To ensure that seniors are using the benefit effectively, the study authors suggest redesigning Part D to require evidence of clinical appropriateness before authorizing medication use and instituting benefit designs to reduce the cost patients must pay for the most effective medications.

The authors also recommend providing additional coverage in the doughnut hole for essential medications to prevent seniors from damaging their health.

In the second study, researchers examined two groups of Medicare beneficiaries: a group covered through an employer-sponsored plan with no coverage gap and a group covered by individual Medicare Advantage Prescription Drug plans with either no coverage or some generic drug coverage in the doughnut hole.

The results also show that those who received no coverage in the doughnut hole reduced their use of prescription drugs by 14 percent, or about 0.7 prescriptions per month, when they entered the coverage gap. Patients with coverage for generic drugs but not brand name drugs, in contrast, only reduced their medication use by 3 percent, or 0.14 prescriptions per month.

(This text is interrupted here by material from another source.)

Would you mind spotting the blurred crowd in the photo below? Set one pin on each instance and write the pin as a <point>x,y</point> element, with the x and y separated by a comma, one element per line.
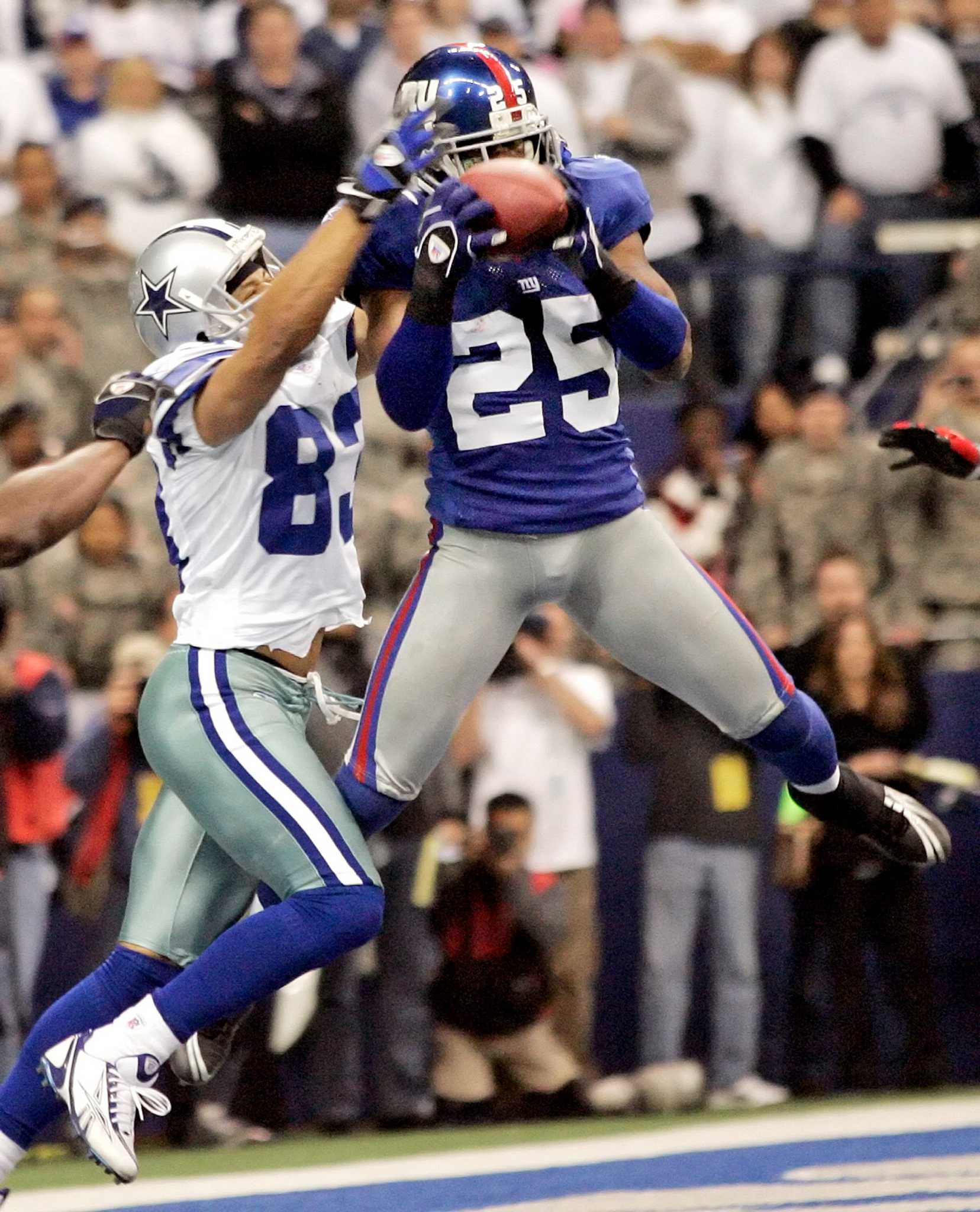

To overcome this drop-off in drug usage, researchers suggest mandating generic coverage in the doughnut hole. Researchers say increasing the initial 25 percent co-pay for drug spending between $250 and $2,250 by 5.6 percentage points to 30.6 percentage points will enable patients to have generic coverage in the doughnut hole with a $10 co-pay for each monthly prescription. Increasing the initial co-pay to 34.1 percent would provide generic coverage and eliminate the need for the $10 co-pays.